Aferrado a esa identidad, Higgs plaga el disco de guiños, en una permanente conversación entre el músico, sus escuchas y el plano de referencias compartidas. Las referencias a Uruguay son constantes, mucho más que en cualquiera de sus trabajos anteriores, y no parece ser una cuestión de nostalgia, sino de perspectiva. A la distancia, Montevideo se ve con más precisión. Aparecen sus calles, el fútbol y hasta los fuegos artificiales de la Noche de las Luces, un recuerdo profundamente montevideano y también generacional. Higgs nació en 1993, como recuerda en la canción de apertura, transitando su infancia y temprana adolescencia en el auge de aquella fiesta popular. Quienes vinieron después difícilmente conserven esa memoria.

“Banco de arena” condensa esa mirada, explorando una Montevideo candombera junto con Hugo Fattoruso –a quien Higgs define en el propio álbum como “el as del sintetizador”– mientras la palabra “cotidianidad” se repite como un mantra que pasea por la rambla.
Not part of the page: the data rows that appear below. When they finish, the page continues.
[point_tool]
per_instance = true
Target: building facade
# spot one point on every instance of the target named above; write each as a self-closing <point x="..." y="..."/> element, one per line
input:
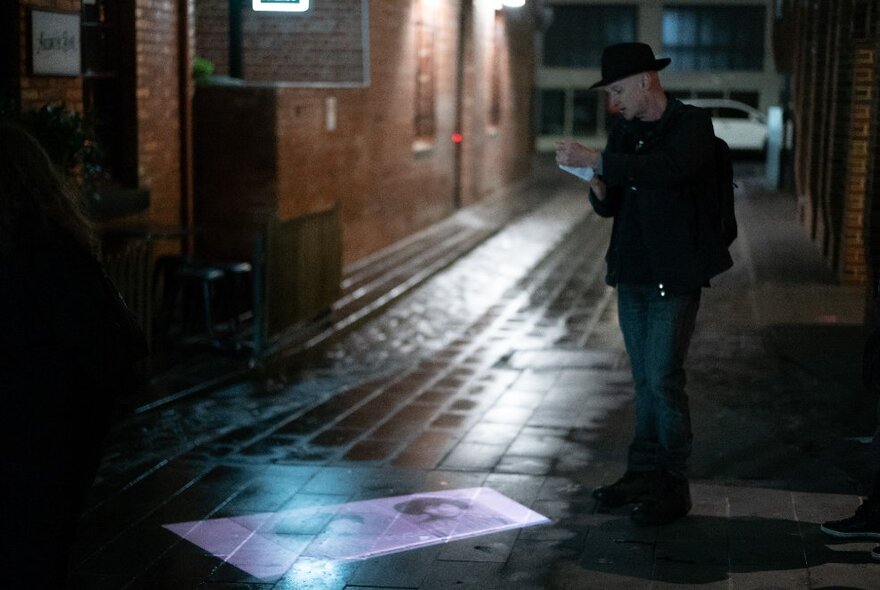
<point x="719" y="49"/>
<point x="829" y="50"/>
Pero también está Buenos Aires. “Daba la casualidad” recibe a Kubilai Medina y Lucas Finocchi, de la banda platense Monstruo! –un consolidado proyecto pop-rock que Gustavo Cerati alabó como revelación hace casi 20 años– y habla de estar “encadenado a Microcentro”, ahondando en esa identidad partida entre dos ciudades.

“Punto en la infinidad” cumple la cuota de balada, con aires de Fito Páez y una ovación para la cantautora Judee Sill. El cierre con “Rayo verde” funciona como una recapitulación, repasando los capítulos anteriores o la lista de razones por las que, al fin y al cabo, la perla no estaba tan perdida.

La perla perdida, de Paul Higgs. Independiente, 2026. En plataformas.